Dismembrance of Things Past
400-year-old head is Henri IV: scientists
An embalmed head that has passed between private collectors for more than 200 years is that of King Henri IV of France, British scientists have confirmed.
The scientists used a variety of techniques, including forensic and genetic tests, to identify the head, according to a report published Wednesday in the British Medical Journal.
The head was long believed to have belonged to Henri IV, who was assassinated in 1610 at the age of 57.
It is said to have gone missing in 1793, when revolutionaries raided French kings’ graves at the Cathedral Basilica of Saint-Denis, outside Paris.

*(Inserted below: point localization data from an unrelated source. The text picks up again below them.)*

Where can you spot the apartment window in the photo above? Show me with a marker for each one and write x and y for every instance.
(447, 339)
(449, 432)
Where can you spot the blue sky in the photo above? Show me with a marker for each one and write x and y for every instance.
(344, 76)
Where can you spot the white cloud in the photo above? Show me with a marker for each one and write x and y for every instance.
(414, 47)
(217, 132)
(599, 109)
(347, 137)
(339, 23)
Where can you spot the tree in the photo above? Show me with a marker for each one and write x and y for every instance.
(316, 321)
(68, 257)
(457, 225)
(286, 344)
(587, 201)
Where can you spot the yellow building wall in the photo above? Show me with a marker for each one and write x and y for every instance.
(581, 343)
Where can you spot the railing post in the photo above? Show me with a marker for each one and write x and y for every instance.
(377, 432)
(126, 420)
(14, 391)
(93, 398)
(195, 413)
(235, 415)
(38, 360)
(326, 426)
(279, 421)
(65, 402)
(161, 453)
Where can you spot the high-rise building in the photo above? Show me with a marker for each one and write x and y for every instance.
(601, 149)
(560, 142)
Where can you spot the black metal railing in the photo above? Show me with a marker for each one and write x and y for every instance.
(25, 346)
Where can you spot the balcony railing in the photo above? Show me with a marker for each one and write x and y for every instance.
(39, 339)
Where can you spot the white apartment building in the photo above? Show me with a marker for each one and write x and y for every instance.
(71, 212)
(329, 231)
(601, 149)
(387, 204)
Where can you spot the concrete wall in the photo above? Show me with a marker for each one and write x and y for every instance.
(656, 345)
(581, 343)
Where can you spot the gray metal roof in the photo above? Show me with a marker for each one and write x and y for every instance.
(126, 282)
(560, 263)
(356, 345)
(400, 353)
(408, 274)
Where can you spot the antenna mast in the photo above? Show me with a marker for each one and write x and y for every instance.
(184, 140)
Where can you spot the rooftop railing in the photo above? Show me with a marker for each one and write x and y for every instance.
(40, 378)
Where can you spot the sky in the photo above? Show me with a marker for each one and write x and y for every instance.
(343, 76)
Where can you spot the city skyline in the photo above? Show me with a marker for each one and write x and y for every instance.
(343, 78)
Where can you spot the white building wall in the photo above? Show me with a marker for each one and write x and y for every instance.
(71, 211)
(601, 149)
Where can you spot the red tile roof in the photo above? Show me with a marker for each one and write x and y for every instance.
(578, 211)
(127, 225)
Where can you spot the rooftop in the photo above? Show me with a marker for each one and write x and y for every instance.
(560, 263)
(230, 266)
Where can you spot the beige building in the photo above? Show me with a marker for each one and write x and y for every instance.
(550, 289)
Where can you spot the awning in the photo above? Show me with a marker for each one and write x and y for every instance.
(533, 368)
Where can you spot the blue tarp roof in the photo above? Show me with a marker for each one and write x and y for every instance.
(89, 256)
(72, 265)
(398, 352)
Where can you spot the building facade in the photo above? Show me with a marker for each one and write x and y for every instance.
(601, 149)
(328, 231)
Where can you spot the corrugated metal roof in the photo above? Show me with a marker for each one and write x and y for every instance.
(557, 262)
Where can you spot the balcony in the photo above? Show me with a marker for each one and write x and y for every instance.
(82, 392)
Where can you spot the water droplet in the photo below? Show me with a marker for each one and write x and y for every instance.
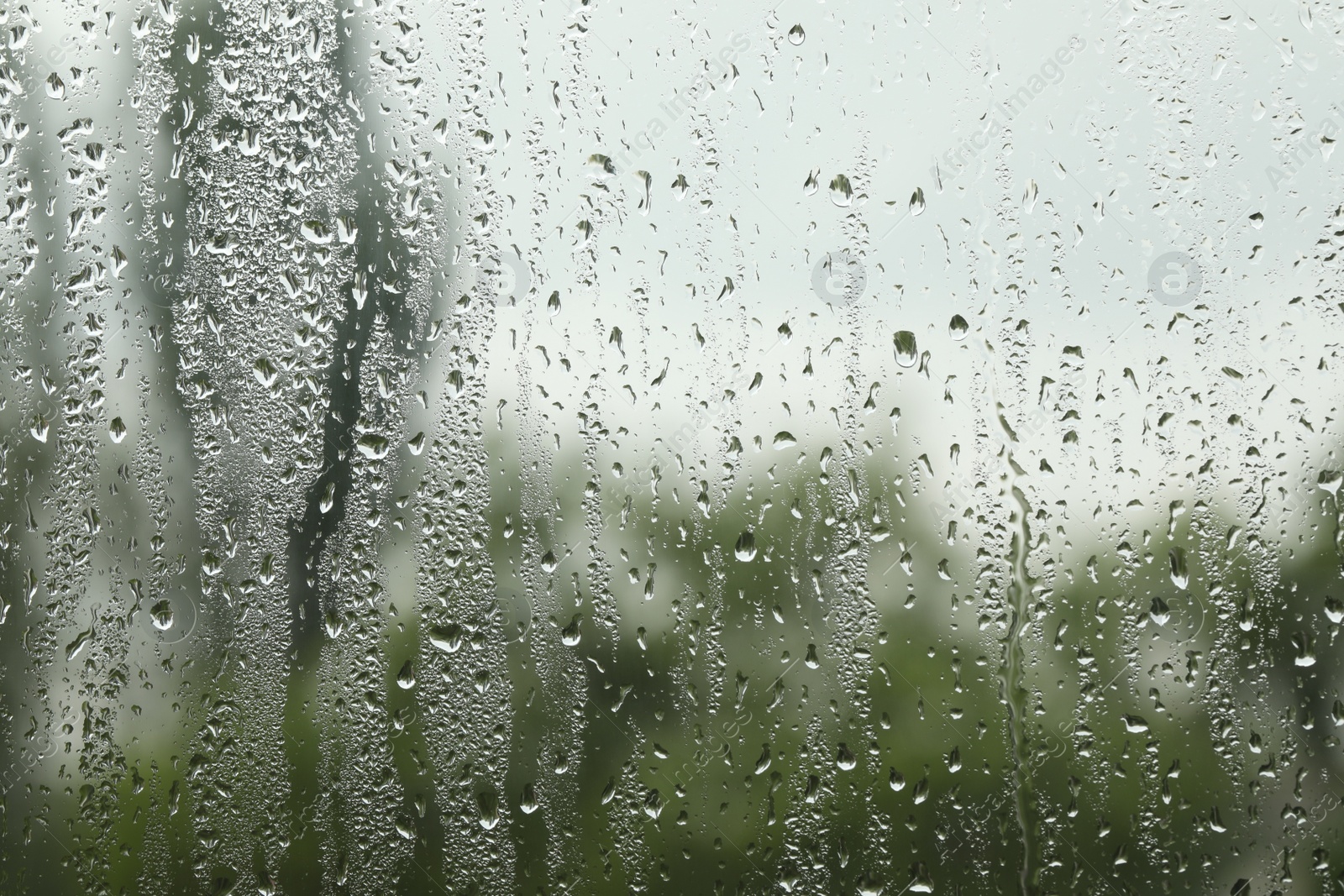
(842, 192)
(745, 548)
(906, 349)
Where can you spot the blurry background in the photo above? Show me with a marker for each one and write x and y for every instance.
(571, 448)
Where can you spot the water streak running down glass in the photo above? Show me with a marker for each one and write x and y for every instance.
(581, 449)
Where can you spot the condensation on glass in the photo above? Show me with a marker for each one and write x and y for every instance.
(591, 448)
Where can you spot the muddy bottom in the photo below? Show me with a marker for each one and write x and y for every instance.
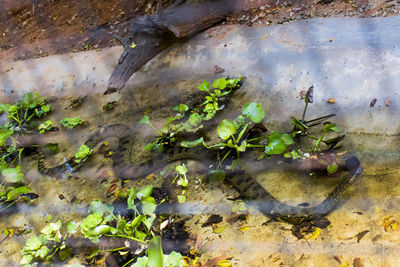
(359, 232)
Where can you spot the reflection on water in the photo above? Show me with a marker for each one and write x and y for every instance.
(245, 236)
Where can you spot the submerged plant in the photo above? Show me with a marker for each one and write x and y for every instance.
(71, 122)
(83, 153)
(190, 120)
(45, 126)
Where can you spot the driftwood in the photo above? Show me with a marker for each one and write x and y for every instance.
(154, 33)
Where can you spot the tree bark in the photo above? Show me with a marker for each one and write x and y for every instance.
(151, 34)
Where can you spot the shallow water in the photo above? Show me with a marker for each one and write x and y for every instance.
(334, 70)
(363, 206)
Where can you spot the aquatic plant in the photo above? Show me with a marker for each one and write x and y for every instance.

Scientists said the head had been preserved excellently, “with all soft tissues and internal organs well conserved.”
They compared marks on the head with features seen in portraits of the king, such as a lesion above his right nostril, a piercing in his right earlobe and a stab wound in the bone above his upper lip.
Hair remnants matched the length and colour of hair Henri was known to have had at the time of his death.
Finally, scientists copied the skull digitally and found the reconstruction to be “fully consistent with all known representations of Henri IV and the plaster mould of his face made just after his death, which is conserved in the Sainte-Genevieve Library, Paris,” the report said.
His head will now be re-interred in the Basilica of Saint Denis after a national Mass and funeral next year, the BBC reported.
Reflecting on the late King’s very flexible religious principles, the Mass will be followed by a Protestant ceremony, followed by a Mass, followed by a Protestant ceremony, followed by a Mass. President Sarkozy will also be sitting shiva.
For more details on the remarkable Henri IV–in his pre-mortem state: https://finermanworks.com/your_rda_of_irony/2009/10/18/huguenot-2/
I wonder where those private collectors have been storing the head for all these years. In ice? Sorry. This is what I’m thinking.
Joan,
He was regifted repeatedly as a Chia pet.